Foi bom generalizar o voto antecipado para toda a gente que o quisesse, mas também se percebeu que era preciso melhorar essa solução, aumentando o número dos locais de voto. De igual forma se discutiu, mas não avançou, a possibilidade de votar em mais do que um dia. E a tarefa atribuída às autarquias de recolher o voto em casa dos confinados ou dos idosos nos lares é evidente que desta vez não será possível. Alguém terá de o fazer, mas não as câmaras e as juntas de freguesia em eleições autárquicas.

O estado de emergência em que vivemos durante as eleições presidenciais impediu que se fizesse uma verdadeira campanha de esclarecimento nos moldes habituais, mas as televisões compensaram essa falta, o que se pode confirmar pelas audiências nos frente-a-frente em que participaram todos os candidatos.
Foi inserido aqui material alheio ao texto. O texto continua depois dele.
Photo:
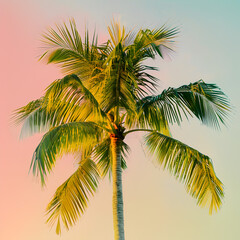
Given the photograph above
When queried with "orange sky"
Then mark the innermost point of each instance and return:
(156, 206)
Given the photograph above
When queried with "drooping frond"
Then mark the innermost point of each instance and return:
(22, 113)
(102, 153)
(66, 100)
(66, 138)
(206, 101)
(71, 91)
(147, 43)
(71, 198)
(191, 167)
(66, 48)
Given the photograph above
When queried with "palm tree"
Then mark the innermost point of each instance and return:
(106, 94)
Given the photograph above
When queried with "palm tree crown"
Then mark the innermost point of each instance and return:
(107, 93)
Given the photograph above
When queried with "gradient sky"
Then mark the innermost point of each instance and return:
(156, 205)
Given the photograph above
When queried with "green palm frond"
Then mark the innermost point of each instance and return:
(71, 91)
(191, 167)
(20, 114)
(102, 153)
(66, 100)
(206, 101)
(66, 138)
(66, 48)
(71, 198)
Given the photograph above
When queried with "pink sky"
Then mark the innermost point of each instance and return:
(155, 203)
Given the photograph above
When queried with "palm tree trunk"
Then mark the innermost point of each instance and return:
(117, 201)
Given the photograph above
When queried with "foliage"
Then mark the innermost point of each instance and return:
(107, 92)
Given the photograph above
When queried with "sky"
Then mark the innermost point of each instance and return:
(156, 206)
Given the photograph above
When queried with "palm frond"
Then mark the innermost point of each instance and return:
(191, 167)
(206, 101)
(71, 91)
(66, 138)
(66, 48)
(102, 154)
(71, 198)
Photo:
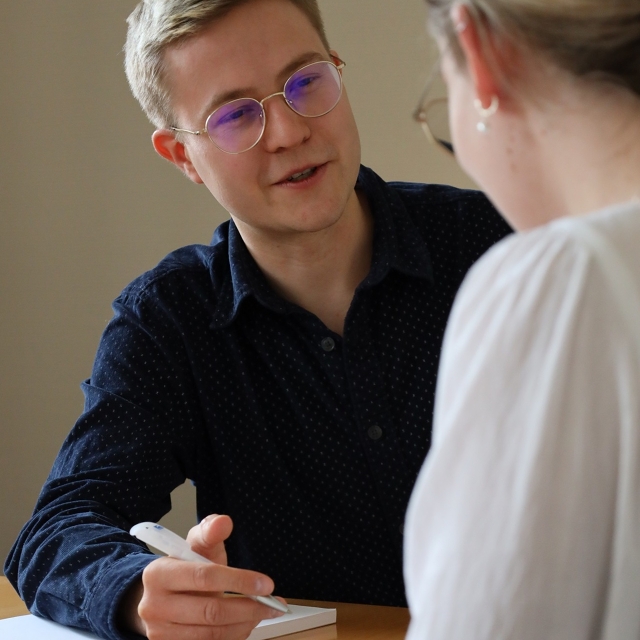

Se em setembro não tivermos atingido a imunidade de grupo, e se se mantiverem restrições aos ajuntamentos, as campanhas de esclarecimento em centenas de municípios e milhares de juntas de freguesia serão uma ficção e estaremos a atribuir a vitória na secretaria aos autarcas que se recandidatam, porque não haverá comunicação social para olhar muito para lá de Lisboa e Porto.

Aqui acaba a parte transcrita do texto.